The solution for these users is, of
course, to clean their systems of the malware. First, however, they have to
recognize they’re infected – something that will become obvious on July 9.
Folks would really like to avoid the mass disruption that will invariably
result from such a broad outage – especially local ISPs and technical family
members who will no doubt have to field calls that day to explain why the
Internet “isn’t working.” To do that, the power of big data is being employed,
with more and more sites joining in to leverage that data in an attempt to
inform those infected before the DNS eclipse occurs.

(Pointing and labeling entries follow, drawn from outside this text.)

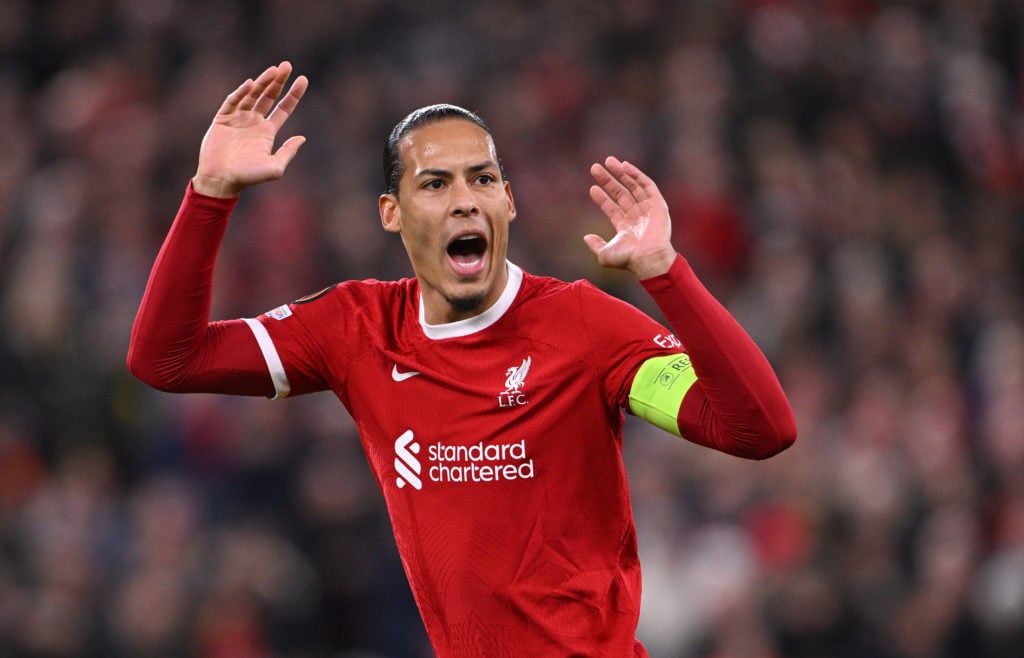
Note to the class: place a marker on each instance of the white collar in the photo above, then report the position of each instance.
(477, 322)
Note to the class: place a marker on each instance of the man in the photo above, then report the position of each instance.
(488, 400)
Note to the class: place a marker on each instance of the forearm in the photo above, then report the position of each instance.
(737, 404)
(174, 347)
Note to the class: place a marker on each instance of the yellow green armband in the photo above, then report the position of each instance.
(658, 389)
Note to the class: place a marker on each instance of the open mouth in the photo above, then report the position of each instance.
(466, 254)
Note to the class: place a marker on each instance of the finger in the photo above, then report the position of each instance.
(614, 189)
(290, 101)
(231, 101)
(273, 89)
(594, 243)
(640, 184)
(258, 88)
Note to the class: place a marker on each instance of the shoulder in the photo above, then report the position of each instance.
(347, 300)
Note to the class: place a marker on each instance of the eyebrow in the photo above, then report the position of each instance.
(443, 173)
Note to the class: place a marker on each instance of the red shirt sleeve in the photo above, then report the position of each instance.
(737, 404)
(174, 346)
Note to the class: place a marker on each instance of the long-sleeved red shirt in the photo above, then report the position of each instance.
(497, 441)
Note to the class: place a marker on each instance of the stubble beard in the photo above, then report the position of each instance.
(466, 304)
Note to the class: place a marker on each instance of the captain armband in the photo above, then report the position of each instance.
(658, 389)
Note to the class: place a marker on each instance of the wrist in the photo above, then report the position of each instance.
(654, 264)
(210, 186)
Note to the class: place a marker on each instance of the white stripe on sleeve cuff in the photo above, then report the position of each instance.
(281, 386)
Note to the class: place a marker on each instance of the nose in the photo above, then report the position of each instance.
(463, 201)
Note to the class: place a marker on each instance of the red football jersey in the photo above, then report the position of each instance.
(497, 442)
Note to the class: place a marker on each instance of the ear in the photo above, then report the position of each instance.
(508, 195)
(390, 213)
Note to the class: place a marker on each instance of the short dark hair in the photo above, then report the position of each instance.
(417, 119)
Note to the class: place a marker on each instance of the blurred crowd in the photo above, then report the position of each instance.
(845, 175)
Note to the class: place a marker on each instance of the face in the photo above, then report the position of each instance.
(453, 211)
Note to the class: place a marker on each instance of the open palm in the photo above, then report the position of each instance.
(239, 147)
(637, 210)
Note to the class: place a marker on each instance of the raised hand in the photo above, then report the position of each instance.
(632, 202)
(238, 149)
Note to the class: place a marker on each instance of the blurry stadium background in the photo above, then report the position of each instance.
(846, 175)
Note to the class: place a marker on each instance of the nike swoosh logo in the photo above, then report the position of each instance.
(401, 377)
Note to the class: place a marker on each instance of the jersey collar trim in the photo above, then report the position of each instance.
(477, 322)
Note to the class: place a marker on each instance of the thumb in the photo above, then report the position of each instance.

The most recent prophet to join the
DNS eclipse movement is Facebook, which “announced Tuesday that it had joined a
consortium of other companies and security experts to help alert more than half
a million users of a computer infection called DNSChanger that may knock their
computers off the Internet this summer.” (Facebook warns hundreds of thousands may lose
Internet in July) This notification is accomplished
by means of leveraging big data collected that identifies infected IPs by
origin ASN.
All ISPs are asked to notify their affected customers and
encourage remediation. If you run a network and would like information
about DNS Changer infected IP’s on your network, please contact one of the
organizations listed below. These organizations are making this data
available for free as a public benefit. These organizations will verify
that you are a responsible contact for the ASN.

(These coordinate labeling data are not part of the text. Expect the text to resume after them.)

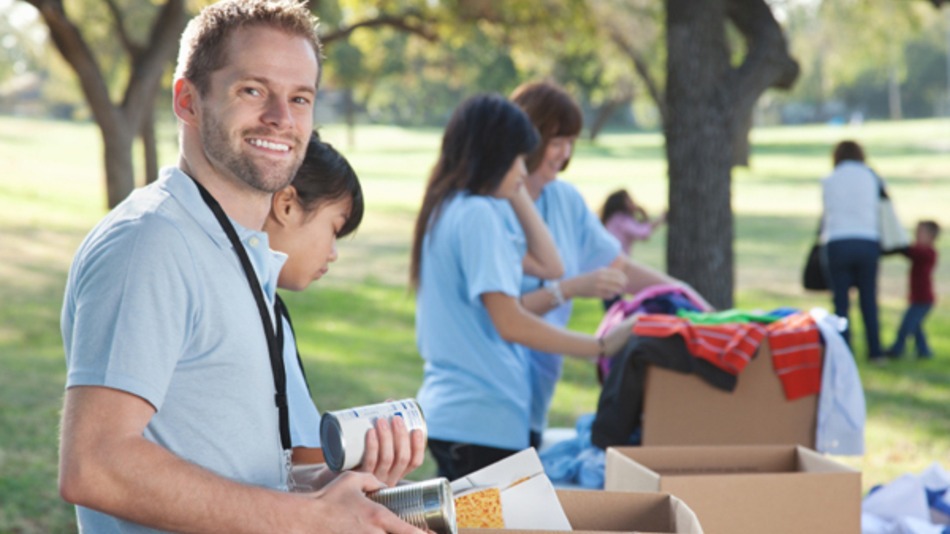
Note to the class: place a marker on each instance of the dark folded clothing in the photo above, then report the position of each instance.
(620, 406)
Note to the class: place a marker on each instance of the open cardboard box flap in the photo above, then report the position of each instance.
(746, 489)
(528, 499)
(598, 512)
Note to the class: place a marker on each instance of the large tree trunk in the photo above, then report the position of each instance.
(698, 132)
(709, 106)
(119, 124)
(149, 147)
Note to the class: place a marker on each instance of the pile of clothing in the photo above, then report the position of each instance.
(911, 504)
(809, 356)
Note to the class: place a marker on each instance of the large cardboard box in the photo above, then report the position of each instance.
(595, 512)
(681, 409)
(745, 489)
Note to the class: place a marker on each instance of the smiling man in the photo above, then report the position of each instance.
(174, 416)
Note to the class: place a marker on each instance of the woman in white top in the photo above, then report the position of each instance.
(849, 231)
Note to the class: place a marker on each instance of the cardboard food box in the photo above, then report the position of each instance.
(682, 409)
(594, 512)
(746, 489)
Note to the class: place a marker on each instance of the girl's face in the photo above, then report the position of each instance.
(514, 179)
(558, 151)
(307, 237)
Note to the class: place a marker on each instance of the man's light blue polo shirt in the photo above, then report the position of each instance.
(476, 387)
(157, 305)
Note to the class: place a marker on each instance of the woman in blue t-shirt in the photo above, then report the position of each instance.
(477, 232)
(594, 264)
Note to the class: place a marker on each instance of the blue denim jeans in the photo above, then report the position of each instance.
(912, 324)
(854, 263)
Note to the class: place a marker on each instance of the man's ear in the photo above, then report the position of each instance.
(185, 101)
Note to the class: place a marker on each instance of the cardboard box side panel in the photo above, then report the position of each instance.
(813, 462)
(722, 459)
(630, 475)
(787, 504)
(591, 510)
(682, 409)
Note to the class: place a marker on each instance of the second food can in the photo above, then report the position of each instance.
(343, 432)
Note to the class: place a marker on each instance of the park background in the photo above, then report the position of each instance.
(879, 76)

DNS Changer infected IP’s are
tracked by origin ASN
Facebook, and other cooperating
sites, use the data collected with respect to infected IPs, to notify end-users
to check their individual machine (recognizing, of course, that IPs in the
end-user space are often shared and highly mobile and thus merely turning up as
an infected IP is not a digital indictment) for the malware, with instructions
that explain how to resolve the situation.
The Power of BIG Data
This exercise, in addition to
providing a valuable (and given the large number of still infected machines out
there, necessary) service, illustrates nicely the value of big data to
organizations. While certainly most enterprises won’t be taking advantage of
this service, there are many others that provide similar (and in many cases
better) granularity in information regarding end-users that can be highly
valuable to the security of the data center.

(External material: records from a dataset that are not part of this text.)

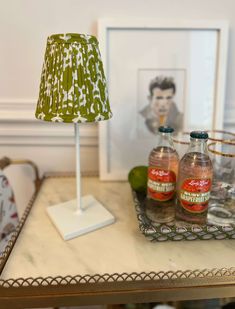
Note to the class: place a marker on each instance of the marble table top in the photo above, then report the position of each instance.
(118, 248)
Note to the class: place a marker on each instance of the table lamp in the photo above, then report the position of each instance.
(73, 90)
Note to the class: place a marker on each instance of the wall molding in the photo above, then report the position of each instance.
(18, 126)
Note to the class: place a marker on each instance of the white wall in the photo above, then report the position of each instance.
(24, 27)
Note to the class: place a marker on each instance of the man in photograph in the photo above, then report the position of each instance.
(161, 109)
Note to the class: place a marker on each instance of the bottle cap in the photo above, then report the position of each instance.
(165, 129)
(199, 134)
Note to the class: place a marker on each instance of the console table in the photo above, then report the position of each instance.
(115, 264)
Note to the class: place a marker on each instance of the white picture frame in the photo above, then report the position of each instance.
(122, 44)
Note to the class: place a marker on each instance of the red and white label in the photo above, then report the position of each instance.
(161, 184)
(195, 194)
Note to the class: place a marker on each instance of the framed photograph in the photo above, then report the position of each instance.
(158, 73)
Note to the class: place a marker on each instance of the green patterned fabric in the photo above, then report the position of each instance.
(73, 86)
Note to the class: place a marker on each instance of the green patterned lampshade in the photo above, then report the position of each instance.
(73, 86)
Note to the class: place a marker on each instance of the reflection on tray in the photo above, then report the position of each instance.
(221, 218)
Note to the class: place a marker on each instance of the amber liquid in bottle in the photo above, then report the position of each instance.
(162, 173)
(194, 182)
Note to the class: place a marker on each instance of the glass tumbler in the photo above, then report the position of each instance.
(222, 200)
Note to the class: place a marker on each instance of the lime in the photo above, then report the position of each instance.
(137, 178)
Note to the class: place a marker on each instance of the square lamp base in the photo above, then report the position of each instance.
(71, 224)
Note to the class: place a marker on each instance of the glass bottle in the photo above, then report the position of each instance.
(162, 174)
(194, 181)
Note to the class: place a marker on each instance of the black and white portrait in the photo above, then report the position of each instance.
(160, 100)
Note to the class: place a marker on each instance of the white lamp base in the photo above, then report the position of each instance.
(71, 224)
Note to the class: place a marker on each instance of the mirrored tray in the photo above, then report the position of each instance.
(223, 228)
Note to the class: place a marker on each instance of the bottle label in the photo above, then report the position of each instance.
(161, 184)
(195, 194)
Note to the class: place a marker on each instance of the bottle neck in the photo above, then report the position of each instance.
(165, 140)
(198, 145)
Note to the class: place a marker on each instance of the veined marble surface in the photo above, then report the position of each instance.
(118, 248)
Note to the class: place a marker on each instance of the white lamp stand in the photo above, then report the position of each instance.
(80, 216)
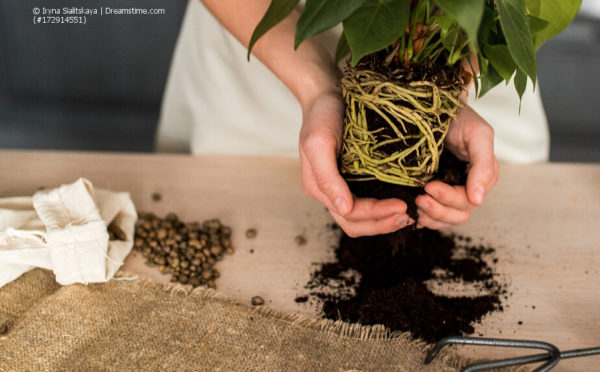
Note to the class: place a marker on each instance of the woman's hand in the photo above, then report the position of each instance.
(471, 139)
(320, 144)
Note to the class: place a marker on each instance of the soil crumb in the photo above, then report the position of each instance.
(387, 279)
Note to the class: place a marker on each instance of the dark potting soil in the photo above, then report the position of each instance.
(383, 279)
(451, 171)
(391, 289)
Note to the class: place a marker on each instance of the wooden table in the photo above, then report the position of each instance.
(544, 221)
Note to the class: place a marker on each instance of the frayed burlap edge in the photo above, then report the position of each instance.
(337, 328)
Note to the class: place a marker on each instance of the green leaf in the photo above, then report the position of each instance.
(500, 58)
(533, 7)
(277, 11)
(487, 25)
(520, 85)
(536, 25)
(420, 11)
(342, 48)
(558, 13)
(513, 18)
(489, 80)
(468, 14)
(375, 25)
(321, 15)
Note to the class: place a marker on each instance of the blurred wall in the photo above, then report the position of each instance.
(98, 86)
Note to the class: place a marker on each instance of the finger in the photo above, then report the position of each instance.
(373, 226)
(320, 153)
(484, 166)
(431, 223)
(442, 213)
(451, 196)
(368, 208)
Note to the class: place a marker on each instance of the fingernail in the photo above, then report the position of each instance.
(402, 221)
(479, 194)
(340, 205)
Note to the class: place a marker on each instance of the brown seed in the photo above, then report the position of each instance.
(206, 275)
(251, 233)
(257, 301)
(300, 240)
(226, 231)
(117, 231)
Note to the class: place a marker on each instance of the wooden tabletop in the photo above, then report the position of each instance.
(543, 220)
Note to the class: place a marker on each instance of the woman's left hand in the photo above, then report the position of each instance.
(471, 139)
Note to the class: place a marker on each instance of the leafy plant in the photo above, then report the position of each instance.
(503, 34)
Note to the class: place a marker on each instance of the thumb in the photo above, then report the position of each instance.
(484, 169)
(322, 158)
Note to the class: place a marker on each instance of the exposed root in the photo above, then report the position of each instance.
(416, 118)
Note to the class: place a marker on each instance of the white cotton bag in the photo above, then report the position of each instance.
(65, 230)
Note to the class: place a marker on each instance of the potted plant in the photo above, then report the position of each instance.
(410, 61)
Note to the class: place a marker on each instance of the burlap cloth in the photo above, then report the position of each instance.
(142, 325)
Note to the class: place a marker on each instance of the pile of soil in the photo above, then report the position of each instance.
(382, 280)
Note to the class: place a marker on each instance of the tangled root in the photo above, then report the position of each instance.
(416, 118)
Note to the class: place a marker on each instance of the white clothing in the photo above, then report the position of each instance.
(216, 102)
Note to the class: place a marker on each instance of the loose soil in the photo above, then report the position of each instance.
(367, 283)
(451, 171)
(384, 279)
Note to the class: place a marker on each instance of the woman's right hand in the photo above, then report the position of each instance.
(320, 145)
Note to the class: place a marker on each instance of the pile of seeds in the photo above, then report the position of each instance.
(187, 251)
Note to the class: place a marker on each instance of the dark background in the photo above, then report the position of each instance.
(99, 86)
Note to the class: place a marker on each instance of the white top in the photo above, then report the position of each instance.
(216, 102)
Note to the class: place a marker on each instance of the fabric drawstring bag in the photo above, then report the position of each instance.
(65, 230)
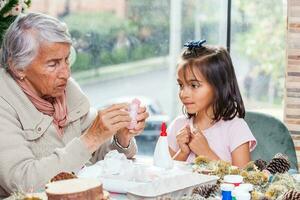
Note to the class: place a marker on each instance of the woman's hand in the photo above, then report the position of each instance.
(124, 135)
(183, 139)
(106, 124)
(199, 145)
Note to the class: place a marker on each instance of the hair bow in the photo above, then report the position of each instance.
(194, 44)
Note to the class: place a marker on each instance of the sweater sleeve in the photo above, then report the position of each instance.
(20, 170)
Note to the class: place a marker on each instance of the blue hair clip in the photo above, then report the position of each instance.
(194, 44)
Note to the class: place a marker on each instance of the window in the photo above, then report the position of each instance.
(122, 50)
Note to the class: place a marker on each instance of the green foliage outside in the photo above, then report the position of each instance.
(258, 37)
(104, 39)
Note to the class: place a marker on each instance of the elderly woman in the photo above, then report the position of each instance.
(46, 123)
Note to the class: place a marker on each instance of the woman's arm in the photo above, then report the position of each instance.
(20, 169)
(241, 155)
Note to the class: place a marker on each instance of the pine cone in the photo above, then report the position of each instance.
(260, 164)
(281, 155)
(63, 176)
(291, 195)
(278, 165)
(206, 190)
(265, 198)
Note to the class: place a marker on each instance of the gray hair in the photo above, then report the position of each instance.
(25, 35)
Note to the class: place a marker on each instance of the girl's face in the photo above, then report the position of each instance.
(195, 92)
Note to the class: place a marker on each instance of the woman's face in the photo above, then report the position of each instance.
(48, 73)
(195, 92)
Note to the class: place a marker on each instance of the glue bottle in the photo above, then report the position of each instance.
(162, 157)
(133, 110)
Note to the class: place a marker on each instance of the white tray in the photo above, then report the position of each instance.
(172, 187)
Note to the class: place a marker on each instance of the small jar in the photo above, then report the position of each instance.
(233, 179)
(226, 190)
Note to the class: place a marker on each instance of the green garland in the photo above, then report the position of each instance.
(5, 21)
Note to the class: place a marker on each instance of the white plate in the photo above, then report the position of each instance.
(118, 186)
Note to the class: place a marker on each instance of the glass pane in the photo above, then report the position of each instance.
(122, 49)
(258, 52)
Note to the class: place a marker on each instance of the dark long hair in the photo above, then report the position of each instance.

Knowing, for example, that the
client connecting to your public facing application is coming from an anonymizing proxy, or is known as being an IP used to launch web
application attacks (SQLi and the like), is as good as
gold for many organizations. And like many of those who’ve joined the effort to
inform end-users of their infected state, if the supporting infrastructure is
flexible enough – if it’s programmable, as it were – then organizations need
not chew their own arms off with worry about blocking an IP that’s been marked
but is also shared. Infrastructure imbued with the information available from
big data services can execute processes that better enable end-users to redress
the situation, as is being done with DNS changer, rather than outright block or
deny access.
Big data services are coming of age
and combined with the flexibility of intelligent infrastructure, the
possibilities for leveraging that information are endless.